COMMUNITY CONSULTANT - BANAT BULGARIAN

I hold a Bachelor's degree in applied linguistics from the "St. Cyril and St. Methodius" University of Veliko Tarnovo. I am passionate about linguistics and am particularly interested in cultural research and lexicography.

I was born and raised in a Bulgarian family in the city of Timișoara, Western Romania. I am a native speaker of Paulician, also known as Banat Bulgarian/Palćensći, which is a variety of Bulgarian. I am a native of Romania and also speak Romanian. After graduating high school in my hometown and led by the desire to connect with my roots, I moved to Bulgaria, to Veliko Tarnovo, where I spent three years and acquired a Bachelor's degree in applied linguistics, while also studying English and Chinese. I spent my third undergraduate year at the China University of Geosciences, in the city of Wuhan, where I had the opportunity to learn to speak Chinese fluently. During my stay in China I became aware of the vast cultural barriers between different peoples, which sparked my interest in cultural research.

In the fall of 2019 I started working with the VLACH team on the transcription and translation of recordings of Paulician, and during the summer of 2020 I started (interviewing and) recording members of the Banat Bulgarian community myself.

The work of the VLACH team makes me hopeful about the future of our Banat Bulgarian community. I am confident that by recording the Paulician speech and making said recordings available to academics as well as to the wider public, we can make a substantial contribution to the preservation of Paulician.


Petru Ciocani

COMMUNITY CONSULTANT - BANAT BULGARIAN

I am a Field Archaeologist working in Baden-Württemberg and I hold a PhD in Prehistoric Archaeology from the Eberhard Karls University of Tübingen. Besides my enthusiasm in studying the distant past, I also have linguistic and ethnographic interests.

Born into a Bulgarian family in Dudeștii Vechi (Banat Bulg. Stár Bišnov), a village with a predominantly Bulgarian speaking population in the Romanian Banat Region, like most of the village’s inhabitants I grew up bilingual. I spoke a Bulgarian variety (known as Palćensći) with my parents, relatives and friends, whilst I used Romanian at kindergarten and school. Even at a young age I was fascinated by foreign languages and different cultures, which was largely due to Banat’s multi-ethnic society, and because of the location of my hometown close to the borders with Hungary and Serbia.

As a teenager, I also began to pay attention to the Banat Bulgarian dialect.
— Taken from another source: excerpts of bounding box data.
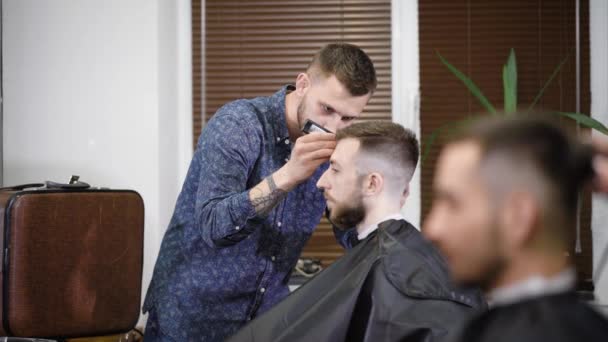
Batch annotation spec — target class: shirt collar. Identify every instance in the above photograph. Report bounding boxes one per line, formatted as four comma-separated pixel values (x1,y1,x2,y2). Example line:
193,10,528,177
270,84,295,144
357,213,405,240
488,268,576,306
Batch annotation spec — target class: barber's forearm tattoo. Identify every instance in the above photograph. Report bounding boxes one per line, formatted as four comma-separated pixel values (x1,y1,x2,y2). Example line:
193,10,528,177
251,175,287,216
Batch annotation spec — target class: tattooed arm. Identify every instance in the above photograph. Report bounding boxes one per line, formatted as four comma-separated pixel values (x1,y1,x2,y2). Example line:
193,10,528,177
249,175,287,216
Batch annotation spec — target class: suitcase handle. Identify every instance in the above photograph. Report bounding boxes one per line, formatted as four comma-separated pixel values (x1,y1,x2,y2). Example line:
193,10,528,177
0,175,91,191
44,181,91,190
0,183,44,191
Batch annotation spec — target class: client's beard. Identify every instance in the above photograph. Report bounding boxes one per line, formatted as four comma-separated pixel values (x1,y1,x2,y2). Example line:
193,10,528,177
326,199,366,229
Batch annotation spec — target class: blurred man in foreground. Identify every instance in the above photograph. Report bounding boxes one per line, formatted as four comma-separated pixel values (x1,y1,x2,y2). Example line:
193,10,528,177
424,118,608,341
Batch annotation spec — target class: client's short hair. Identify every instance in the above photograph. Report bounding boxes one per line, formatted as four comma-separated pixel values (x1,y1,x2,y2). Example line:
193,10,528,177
336,121,420,187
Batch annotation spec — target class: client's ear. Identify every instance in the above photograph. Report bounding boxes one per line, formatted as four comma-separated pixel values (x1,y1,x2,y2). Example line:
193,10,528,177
296,72,312,97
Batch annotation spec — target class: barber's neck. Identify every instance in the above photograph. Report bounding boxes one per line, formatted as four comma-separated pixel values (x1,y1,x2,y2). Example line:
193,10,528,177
357,195,401,232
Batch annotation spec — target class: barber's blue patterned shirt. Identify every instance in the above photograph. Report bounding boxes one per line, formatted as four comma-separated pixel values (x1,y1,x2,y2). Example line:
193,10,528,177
144,86,327,341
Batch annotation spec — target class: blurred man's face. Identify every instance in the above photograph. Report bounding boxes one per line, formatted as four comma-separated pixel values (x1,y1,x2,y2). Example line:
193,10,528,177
298,76,371,133
317,138,365,229
423,142,505,289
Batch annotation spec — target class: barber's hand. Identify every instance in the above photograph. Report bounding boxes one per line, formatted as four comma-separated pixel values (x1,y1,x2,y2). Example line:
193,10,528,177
592,137,608,193
274,132,336,190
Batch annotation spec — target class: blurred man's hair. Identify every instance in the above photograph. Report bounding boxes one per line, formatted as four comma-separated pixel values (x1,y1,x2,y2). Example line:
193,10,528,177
336,121,419,191
307,43,378,96
453,116,593,236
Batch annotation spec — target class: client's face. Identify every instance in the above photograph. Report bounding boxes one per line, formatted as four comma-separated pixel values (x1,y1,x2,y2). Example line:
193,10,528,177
423,142,505,289
317,138,365,229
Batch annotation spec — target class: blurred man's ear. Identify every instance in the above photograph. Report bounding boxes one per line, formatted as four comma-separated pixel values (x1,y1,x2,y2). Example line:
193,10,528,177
399,184,410,207
501,191,541,251
363,172,384,195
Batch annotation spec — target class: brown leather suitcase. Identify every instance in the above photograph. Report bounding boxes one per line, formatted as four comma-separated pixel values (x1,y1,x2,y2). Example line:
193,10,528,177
0,182,144,338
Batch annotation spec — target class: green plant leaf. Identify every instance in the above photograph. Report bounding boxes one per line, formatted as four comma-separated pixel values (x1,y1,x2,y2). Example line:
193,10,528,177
526,55,570,113
502,49,517,114
437,52,496,114
553,112,608,135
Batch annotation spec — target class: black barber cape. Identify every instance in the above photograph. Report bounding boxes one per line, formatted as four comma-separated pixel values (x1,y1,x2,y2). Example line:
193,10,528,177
228,220,486,342
457,293,608,342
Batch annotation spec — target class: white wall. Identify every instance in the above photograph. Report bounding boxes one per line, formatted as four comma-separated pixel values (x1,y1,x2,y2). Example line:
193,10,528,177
3,0,192,323
589,0,608,305
391,0,422,229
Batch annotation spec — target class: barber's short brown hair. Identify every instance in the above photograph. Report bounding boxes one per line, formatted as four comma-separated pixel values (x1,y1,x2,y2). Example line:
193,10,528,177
336,120,420,181
307,43,378,96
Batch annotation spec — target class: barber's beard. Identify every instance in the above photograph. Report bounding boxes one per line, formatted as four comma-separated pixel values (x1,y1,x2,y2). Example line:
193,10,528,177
329,196,366,229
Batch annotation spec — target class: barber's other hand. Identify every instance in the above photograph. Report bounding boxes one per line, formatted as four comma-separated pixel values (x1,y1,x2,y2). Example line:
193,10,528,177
274,132,336,190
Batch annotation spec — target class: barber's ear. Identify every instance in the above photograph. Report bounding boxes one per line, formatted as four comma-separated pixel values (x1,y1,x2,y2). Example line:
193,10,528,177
363,172,384,195
502,191,541,247
296,72,311,96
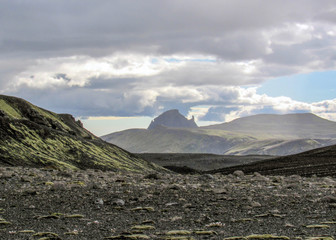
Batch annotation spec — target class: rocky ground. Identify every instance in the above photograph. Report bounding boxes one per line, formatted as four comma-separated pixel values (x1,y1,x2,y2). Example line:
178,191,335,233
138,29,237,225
0,167,336,240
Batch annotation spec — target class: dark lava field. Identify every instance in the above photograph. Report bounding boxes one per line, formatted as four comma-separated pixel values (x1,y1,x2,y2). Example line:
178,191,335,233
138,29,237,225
0,167,336,240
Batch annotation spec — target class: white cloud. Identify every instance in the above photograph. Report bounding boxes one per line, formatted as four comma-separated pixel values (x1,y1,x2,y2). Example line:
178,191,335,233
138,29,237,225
0,0,336,124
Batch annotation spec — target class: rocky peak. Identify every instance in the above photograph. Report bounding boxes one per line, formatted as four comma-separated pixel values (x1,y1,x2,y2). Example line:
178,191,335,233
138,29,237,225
148,109,198,129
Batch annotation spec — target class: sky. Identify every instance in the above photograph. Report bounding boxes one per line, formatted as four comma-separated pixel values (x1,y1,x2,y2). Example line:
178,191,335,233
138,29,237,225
0,0,336,136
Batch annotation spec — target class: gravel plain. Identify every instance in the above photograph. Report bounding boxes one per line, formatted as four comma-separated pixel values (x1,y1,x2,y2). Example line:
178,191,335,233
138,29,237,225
0,167,336,240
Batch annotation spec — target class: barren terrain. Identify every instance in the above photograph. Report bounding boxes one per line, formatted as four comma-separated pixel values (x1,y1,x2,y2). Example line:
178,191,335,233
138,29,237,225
0,167,336,240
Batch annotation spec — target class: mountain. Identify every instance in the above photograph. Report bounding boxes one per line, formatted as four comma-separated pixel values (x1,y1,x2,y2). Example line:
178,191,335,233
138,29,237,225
148,109,198,129
208,145,336,177
203,113,336,139
0,95,162,172
102,110,336,155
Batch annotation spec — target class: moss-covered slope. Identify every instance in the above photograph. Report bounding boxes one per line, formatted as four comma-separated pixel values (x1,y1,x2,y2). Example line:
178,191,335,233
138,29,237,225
0,95,161,172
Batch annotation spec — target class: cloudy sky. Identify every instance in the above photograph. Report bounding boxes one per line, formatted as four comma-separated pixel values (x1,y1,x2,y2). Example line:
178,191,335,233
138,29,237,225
0,0,336,135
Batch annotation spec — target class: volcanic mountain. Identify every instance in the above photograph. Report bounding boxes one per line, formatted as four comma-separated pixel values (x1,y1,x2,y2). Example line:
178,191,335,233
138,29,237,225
208,145,336,177
148,109,198,129
0,95,162,172
101,110,336,155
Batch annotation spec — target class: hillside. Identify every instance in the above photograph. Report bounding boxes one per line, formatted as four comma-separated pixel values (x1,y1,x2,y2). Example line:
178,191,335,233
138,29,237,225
102,111,336,155
0,95,161,171
208,145,336,177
My interest was growing during repeated visits to Breștea (Brišća), another village inhabited by Banat Bulgarians, where I enjoyed speaking with people in my mother tongue and was fascinated by the slight linguistic differences that I heard.

My curiosity about the origins of the Banat Bulgarians was the main reason I decided to continue my studies in Veliko Tarnovo (Bulgaria) after high school. There, during the bachelor’s and master’s program in Archaeology, I also had the opportunity to improve my knowledge of standard Bulgarian and to study Old Bulgarian (including epigraphy). In recent years spent in Germany, I had the chance to improve my German, allowing me to easily identify German lexical borrowings in the Banat Bulgarian dialect. I have found that these are relatively numerous, since by the time the Bulgarians settled in the Banat Region it belonged to the Habsburg Empire.

Returning to my hometown for archaeological research, in 2014, I collaborated with Andreea Pascaru and Thede Kahl in interviewing local people, and since then I have been actively involved in transcribing, translating and editing Banat Bulgarian interviews. The published interviews will hopefully contribute to the preservation of this endangered Bulgarian variety.